Он послушно зажмурился. Притянул на ощупь ее голову и стал целовать мокрые, соленые, щекотные ресницы. Через мгновение нос ее хлюпал между его шеей и плечом, по груди прохладно ползли медленные слезы.
— Ну и дура. Ну и идиотка, — говорила она еще через секунду, сидя на диване и до красноты натирая кулаками глаза. — И платки все выстирала. А они не высохли. Я без тебя все сидела и сидела здесь. Вон видишь ту кирпичную стену за окном? Она на меня давила, понимаешь?..
— Мы ее взорвем к черту. Бежим на улицу?
— Сейчас, только причешусь. А ты знаешь, какая у меня радость? Радость к радости. Вот ты нашелся, и еще одна. У нас в студии новая преподавательница — чудо! Старенькая, скрюченная, черная, как горелая спичка, но горит и нас буквально поджигает, и валеночками топает — у нее ноги еще в ленинградскую блокаду обморожены — и кричит: «Житан-тэрнан, как ласточки! Где ваши крылья, где?» — и от этого просто летишь…
— Спортсменка, — усмехнулся Андрей.
— Что?
— Нет, это я своим мыслям.
— А знаешь, кого я видела? Того с усами и в очках, который приезжал на пляж. Он ехал на мотоцикле, и я бежала за ним до самого перекрестка, а он меня не заметил. А может, заметил, только сделал вид, что нет. Он ведь думает, что я во всем виновата, что я тебе меша-а-ю…
— Кончай реветь, — ласково попросил Андрей. — Придумала тоже — мешаешь! Пойдешь завтра со мной на соревнования.
— Правда? Обязательно. Я сяду куда-нибудь далеко-далеко и даже носа тебе не покажу.
— Вот еще. Ты будешь рядом. Я тебя теперь никуда не отпущу. Сейчас же скажи мне, где ты родилась. Ну, быстро.
Дальнейший разговор не имеет значения для этой повести. Собственно, и разговора-то не было. Они целовались.
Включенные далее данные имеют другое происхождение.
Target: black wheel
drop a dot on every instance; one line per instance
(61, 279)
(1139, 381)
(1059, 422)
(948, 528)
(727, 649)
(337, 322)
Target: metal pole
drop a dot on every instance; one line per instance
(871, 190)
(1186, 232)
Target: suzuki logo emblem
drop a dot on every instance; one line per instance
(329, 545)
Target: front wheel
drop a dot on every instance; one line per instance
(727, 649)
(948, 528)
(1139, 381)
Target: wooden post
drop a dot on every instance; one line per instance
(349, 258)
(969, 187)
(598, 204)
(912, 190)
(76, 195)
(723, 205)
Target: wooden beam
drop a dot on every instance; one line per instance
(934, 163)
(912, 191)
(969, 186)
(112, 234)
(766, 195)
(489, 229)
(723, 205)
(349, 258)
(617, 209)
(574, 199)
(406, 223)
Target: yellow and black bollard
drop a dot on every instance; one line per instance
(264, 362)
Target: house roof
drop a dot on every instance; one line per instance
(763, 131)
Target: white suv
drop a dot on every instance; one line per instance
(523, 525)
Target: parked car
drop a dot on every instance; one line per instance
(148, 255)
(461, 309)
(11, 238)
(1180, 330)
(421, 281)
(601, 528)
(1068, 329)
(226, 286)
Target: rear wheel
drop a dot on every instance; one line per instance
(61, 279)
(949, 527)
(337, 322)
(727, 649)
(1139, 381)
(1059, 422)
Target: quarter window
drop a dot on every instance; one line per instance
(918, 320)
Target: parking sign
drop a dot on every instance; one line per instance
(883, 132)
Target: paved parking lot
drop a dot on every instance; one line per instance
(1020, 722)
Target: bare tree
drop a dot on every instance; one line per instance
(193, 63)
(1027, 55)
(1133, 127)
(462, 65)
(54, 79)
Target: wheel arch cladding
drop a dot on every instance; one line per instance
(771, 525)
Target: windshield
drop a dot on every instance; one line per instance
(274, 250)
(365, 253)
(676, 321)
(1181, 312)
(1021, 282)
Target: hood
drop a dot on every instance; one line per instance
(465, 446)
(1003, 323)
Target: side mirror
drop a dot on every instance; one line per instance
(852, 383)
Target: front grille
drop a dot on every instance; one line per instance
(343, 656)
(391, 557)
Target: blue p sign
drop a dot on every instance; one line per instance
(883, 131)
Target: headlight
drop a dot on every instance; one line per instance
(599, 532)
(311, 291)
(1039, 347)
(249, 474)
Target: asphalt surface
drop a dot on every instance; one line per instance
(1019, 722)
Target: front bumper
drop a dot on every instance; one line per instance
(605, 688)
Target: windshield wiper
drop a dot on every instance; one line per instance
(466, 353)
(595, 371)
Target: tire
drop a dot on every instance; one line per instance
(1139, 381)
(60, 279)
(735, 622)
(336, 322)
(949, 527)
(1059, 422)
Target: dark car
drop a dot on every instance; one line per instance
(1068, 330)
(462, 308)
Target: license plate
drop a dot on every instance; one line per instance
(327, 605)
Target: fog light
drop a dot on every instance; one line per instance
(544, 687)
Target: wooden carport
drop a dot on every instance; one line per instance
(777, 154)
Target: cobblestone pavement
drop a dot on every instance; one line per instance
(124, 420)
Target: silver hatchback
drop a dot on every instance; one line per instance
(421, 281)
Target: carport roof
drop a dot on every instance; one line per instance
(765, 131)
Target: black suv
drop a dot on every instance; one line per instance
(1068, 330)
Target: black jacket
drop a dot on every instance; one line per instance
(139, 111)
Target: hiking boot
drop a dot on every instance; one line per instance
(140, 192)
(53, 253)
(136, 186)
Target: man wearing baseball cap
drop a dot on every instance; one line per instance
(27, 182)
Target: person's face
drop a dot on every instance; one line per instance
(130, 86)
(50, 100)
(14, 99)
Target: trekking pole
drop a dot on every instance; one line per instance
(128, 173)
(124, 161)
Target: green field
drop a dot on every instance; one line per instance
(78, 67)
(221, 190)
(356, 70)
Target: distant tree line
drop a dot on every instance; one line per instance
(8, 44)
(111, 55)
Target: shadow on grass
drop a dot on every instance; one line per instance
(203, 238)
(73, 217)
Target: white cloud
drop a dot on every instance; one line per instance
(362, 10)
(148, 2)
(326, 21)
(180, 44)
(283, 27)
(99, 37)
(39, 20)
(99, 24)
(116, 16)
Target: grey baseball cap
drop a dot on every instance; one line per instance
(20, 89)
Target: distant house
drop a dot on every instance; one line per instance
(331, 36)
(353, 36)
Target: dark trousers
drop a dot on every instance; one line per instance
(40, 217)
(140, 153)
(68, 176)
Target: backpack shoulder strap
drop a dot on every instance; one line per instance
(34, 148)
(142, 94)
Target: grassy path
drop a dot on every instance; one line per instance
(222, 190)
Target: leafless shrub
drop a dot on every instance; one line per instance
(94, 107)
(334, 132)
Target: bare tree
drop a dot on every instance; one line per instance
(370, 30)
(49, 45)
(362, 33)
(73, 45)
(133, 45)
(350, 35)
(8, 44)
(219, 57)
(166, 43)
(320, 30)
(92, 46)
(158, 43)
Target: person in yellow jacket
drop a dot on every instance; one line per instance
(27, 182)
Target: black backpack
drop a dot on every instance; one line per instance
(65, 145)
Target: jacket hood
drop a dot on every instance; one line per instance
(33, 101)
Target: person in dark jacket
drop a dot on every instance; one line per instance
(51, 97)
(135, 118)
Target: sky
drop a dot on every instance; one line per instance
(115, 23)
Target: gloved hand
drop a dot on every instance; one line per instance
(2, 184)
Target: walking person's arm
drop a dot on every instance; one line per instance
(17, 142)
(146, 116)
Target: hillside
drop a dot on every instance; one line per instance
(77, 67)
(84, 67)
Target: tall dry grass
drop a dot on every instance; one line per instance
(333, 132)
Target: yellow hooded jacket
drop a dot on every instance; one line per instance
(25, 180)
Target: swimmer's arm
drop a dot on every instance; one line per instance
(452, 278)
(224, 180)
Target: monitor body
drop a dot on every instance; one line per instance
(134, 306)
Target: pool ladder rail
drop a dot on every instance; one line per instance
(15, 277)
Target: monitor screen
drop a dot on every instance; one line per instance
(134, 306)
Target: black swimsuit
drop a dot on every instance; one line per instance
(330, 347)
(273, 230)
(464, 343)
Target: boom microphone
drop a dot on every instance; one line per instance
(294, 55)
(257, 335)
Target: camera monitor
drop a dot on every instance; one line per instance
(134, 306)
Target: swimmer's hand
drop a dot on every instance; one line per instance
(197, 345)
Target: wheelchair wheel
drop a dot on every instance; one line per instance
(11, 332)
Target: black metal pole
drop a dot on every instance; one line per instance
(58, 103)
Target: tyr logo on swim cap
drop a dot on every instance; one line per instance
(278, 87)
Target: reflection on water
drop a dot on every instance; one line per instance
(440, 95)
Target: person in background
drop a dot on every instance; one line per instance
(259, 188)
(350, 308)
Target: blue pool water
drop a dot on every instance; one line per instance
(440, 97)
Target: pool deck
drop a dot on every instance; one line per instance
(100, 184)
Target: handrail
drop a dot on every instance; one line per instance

Было в городе такое место, где Айвара Калныньша звали вовсе не Айвар, а почему-то Иван Петрович. Речь идет о детской спортивной школе, в которой он работал старшим преподавателем. Большинство учеников школы летом разъехались, и остались только те, кому предстояло осенью выступать на всесоюзной школьной спартакиаде. Десять лучших, десять надежных зачетников. Пять мальчиков, пять девочек. Пока Айвар, или, точнее, Иван Петрович, был в отпуске и готовился к первенству мира, занятия с группой вел второй тренер, Сергей Масляков.